According to the Denver Post, a Denver Police Department administrative review in 2013 concluded that there was “insufficient evidence” to press charges against the officers who beat Alexander Landau. You take one look at the injuries Alex sustained (warning: graphic), and any sane person would ask him/herself, “In what world would three officers of the law need to beat an unarmed man this badly?” Certainly not under the circumstances reported by the officers (Cpl. Randy Murr, Officer Ricky Nixon, and Officer Tiffany Middleton), certainly not under the protections of the law, and certainly not under the scrutiny of common sense.
In what world would three officers need to beat an unarmed man this badly?
Still, the Denver Police Department found insufficient evidence, which shouldn’t be all too surprising because that is what systemic oppression is. It’s a system that allows for hate and discrimination to be carried-out and protected under the pretenses of regular society. What happened to Alex is regular society. It’s regular American society.
The media and national narrative around police brutality has never been higher. This doesn’t mean police brutality against blacks has spiked recently. It doesn’t mean racism, discrimination, and bigotry are peaking in 2015. Brutality against blacks and other minorities has existed for hundreds if not thousands of years.
When Alex Landau was beaten in 2009, I was still in high school just 40 miles from where the injustice happened. We were around the same age. I grew-up in a predominately white, Christian community, and similar to Alex before his attack, I too saw the world through color-blind lenses.
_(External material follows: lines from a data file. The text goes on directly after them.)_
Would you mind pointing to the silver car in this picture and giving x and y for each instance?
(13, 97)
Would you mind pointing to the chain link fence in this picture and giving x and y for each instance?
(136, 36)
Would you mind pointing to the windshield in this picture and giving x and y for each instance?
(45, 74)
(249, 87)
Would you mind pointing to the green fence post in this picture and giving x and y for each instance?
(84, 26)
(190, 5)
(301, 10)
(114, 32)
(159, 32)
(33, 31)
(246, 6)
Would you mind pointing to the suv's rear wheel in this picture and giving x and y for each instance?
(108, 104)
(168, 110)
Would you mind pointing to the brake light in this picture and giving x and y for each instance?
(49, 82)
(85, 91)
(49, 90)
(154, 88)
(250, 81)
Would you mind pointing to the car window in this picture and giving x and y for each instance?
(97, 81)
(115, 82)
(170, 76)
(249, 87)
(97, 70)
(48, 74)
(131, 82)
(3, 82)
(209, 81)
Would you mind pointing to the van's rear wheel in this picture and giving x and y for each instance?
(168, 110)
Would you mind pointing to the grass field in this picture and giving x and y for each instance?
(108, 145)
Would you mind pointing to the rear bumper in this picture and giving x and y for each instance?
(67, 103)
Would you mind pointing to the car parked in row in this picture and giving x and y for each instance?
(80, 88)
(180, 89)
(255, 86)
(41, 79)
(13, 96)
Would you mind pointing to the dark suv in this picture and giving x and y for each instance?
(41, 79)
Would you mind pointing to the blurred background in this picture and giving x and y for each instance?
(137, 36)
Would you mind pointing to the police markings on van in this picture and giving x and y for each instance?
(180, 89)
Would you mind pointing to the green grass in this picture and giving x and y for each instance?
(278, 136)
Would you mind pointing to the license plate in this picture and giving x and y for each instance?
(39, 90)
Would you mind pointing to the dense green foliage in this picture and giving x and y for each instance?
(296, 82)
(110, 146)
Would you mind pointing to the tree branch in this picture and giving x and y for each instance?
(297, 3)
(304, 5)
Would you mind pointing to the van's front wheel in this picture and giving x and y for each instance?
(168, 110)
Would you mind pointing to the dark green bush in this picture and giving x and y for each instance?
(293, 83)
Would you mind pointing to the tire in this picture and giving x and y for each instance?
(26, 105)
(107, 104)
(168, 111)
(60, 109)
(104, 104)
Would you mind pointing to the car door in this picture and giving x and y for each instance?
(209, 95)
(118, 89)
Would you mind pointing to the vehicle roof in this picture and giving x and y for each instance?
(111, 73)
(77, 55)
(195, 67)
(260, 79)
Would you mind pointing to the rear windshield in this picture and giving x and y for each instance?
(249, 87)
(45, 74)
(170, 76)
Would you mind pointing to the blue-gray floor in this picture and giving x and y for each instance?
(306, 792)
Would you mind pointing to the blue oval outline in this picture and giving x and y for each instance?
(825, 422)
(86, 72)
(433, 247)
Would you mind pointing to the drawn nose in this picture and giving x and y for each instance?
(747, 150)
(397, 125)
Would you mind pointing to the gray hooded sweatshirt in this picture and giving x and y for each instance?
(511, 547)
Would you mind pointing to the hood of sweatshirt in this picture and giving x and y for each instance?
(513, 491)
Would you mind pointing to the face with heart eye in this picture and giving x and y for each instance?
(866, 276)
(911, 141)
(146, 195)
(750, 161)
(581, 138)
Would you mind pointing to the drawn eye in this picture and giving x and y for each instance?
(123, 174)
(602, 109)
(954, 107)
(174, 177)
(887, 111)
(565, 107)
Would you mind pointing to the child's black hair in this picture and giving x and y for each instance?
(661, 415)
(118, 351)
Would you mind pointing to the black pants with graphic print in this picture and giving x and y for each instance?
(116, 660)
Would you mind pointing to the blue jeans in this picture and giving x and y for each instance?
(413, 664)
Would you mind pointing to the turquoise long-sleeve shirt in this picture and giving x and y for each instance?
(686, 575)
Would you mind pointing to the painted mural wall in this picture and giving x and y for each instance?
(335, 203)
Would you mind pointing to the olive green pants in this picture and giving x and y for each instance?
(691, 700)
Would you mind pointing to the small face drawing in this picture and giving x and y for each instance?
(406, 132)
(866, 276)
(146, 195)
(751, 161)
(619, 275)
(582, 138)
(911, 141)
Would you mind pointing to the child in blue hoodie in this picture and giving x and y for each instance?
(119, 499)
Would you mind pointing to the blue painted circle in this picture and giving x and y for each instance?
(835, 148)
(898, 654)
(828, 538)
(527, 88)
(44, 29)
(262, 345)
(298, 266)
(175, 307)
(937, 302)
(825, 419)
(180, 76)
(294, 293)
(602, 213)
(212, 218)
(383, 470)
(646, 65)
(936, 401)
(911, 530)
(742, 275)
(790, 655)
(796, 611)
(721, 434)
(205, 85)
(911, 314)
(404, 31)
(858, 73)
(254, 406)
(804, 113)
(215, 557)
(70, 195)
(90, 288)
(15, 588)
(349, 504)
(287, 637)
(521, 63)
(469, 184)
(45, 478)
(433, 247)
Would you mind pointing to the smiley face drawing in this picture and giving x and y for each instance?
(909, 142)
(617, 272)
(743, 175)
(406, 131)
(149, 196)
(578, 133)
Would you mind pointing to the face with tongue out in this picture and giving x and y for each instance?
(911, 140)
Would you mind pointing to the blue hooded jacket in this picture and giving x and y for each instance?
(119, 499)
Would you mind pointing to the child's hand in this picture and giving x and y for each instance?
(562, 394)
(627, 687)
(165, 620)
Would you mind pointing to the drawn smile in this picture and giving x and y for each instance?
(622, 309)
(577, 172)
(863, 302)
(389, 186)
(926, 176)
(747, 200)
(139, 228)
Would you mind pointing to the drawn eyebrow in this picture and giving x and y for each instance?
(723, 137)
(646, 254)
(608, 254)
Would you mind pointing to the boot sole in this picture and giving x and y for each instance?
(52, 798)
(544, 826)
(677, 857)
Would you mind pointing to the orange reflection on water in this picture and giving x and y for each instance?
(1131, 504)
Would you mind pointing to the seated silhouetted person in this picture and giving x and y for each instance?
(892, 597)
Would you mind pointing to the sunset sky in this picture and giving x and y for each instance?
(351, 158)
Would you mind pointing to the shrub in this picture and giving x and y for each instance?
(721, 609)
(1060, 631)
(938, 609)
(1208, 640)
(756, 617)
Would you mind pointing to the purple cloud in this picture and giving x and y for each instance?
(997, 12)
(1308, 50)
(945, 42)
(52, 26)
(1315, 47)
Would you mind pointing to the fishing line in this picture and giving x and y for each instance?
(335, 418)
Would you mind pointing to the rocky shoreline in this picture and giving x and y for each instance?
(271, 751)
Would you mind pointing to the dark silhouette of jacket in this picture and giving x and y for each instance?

I was unaware of my color and what that meant, and I still can’t fathom what it must be like to be black in the United States of America.
I can imagine, however, what my mom would have done if it were I who was injured so badly in the hospital by the hands of cops. She would have cried. She would have screamed. She would have demanded to see the officers who did this to me. She would have yelled at everyone in a police uniform. Her trust in the system would have been broken, but worst of all, she would have been confused. She would have been confused as to how something like this could happen and still be okay. She would be confused as to why the very people sworn to protect citizens would hurt them.
My mother would have reacted the same way Alex’s mother did. One of the greatest tragedies of police brutality and systemic oppression, besides the loss of life, is the erosion of trust between country and citizen. It is the violation of the very social contract that keeps families, communities, and societies together. It is the degradation of the level of security a mother can have before sending her black child out into the world.
And as a country, that is just shameful.